Electrophoretic mobility shift assay (EMSA) and supershift assay

EMSA was performed based on the methods published previously with slight modifications⁶². Nuclear extract (20 μg of protein amount) was incubated with 20 µl 0.01 μM NF-κB-specific oligonucleotide as described above in 5 mM Tris–HCl (pH 8.0) containing 50 mM NaCl, 0.05% Nonidet P-40, 1 mM MgCl₂, 0.5 mM DTT, 5% (v/v) glycerol, 0.25 mM EDTA, 40 ng/ml BSA, and 0.2 mg/ml poly (deoxyinosinic-deoxycitidylic) acid sodium salt for 30 min at room temperature.
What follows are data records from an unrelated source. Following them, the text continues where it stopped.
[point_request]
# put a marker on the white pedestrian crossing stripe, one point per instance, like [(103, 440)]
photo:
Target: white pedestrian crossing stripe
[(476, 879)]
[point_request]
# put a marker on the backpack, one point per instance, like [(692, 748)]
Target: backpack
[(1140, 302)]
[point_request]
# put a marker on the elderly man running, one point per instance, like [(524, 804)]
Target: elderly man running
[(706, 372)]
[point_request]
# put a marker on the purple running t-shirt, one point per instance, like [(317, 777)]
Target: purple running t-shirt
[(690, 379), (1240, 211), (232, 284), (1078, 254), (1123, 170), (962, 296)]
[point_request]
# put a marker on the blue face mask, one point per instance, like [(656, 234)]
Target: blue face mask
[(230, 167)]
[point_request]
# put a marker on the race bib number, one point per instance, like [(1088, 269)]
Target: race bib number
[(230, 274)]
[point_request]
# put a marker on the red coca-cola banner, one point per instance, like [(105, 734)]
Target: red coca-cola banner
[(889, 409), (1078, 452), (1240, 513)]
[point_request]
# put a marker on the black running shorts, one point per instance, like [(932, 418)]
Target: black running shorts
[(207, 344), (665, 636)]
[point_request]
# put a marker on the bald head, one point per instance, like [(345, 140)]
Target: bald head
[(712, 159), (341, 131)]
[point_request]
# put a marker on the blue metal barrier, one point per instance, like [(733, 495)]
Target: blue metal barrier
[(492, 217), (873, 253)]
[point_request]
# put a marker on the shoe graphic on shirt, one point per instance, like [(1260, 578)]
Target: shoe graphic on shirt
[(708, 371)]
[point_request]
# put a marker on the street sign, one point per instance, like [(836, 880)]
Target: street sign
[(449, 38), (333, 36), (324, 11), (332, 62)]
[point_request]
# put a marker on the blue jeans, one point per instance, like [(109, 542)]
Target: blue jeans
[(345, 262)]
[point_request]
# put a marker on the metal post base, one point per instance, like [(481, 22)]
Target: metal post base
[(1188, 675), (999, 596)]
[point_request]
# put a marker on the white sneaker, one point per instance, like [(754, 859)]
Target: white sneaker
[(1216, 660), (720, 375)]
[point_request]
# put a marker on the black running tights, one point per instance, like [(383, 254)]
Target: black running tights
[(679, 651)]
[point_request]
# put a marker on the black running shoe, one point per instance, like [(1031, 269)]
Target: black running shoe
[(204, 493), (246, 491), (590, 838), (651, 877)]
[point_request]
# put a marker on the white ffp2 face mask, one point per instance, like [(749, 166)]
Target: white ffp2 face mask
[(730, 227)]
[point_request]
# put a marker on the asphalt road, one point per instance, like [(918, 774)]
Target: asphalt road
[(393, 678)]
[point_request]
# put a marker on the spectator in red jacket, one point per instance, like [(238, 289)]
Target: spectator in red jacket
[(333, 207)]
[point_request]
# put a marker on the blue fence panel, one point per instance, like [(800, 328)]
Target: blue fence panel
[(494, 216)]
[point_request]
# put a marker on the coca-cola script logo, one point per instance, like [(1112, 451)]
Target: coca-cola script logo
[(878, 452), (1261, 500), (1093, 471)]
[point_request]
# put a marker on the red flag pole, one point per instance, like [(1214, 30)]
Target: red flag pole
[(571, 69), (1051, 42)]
Subsequently, the reaction mixture (15 µl) was loaded on 6% native polyacrylamide gels in 1 × Tris–borate-EDTA buffer (Nacalai Tesque, Kyoto, Japan). Electrophoresis was performed at 150 V for 60 min at 4 °C. Bands of 6-FAM-labeled DNA on the gels were detected with FLA-5100 (FUJIFILM Corporation, Tokyo, Japan) using an excitation wavelength of 473 nm and emission wavelength of 510 nm. Supershift assay was performed using antibodies against NF-κB subunits: p65, RelB, c-Rel, p50, and p52. Nuclear extract (20 μg of protein amount) was incubated with 5 μg of each antibody for 30 min at room temperature in a total volume of 10 µl. Vehicle control was incubated with PBS containing 0.1% (w/v) NaN₃. EMSA was performed as described above except that the electrophoresis was performed for 70 min.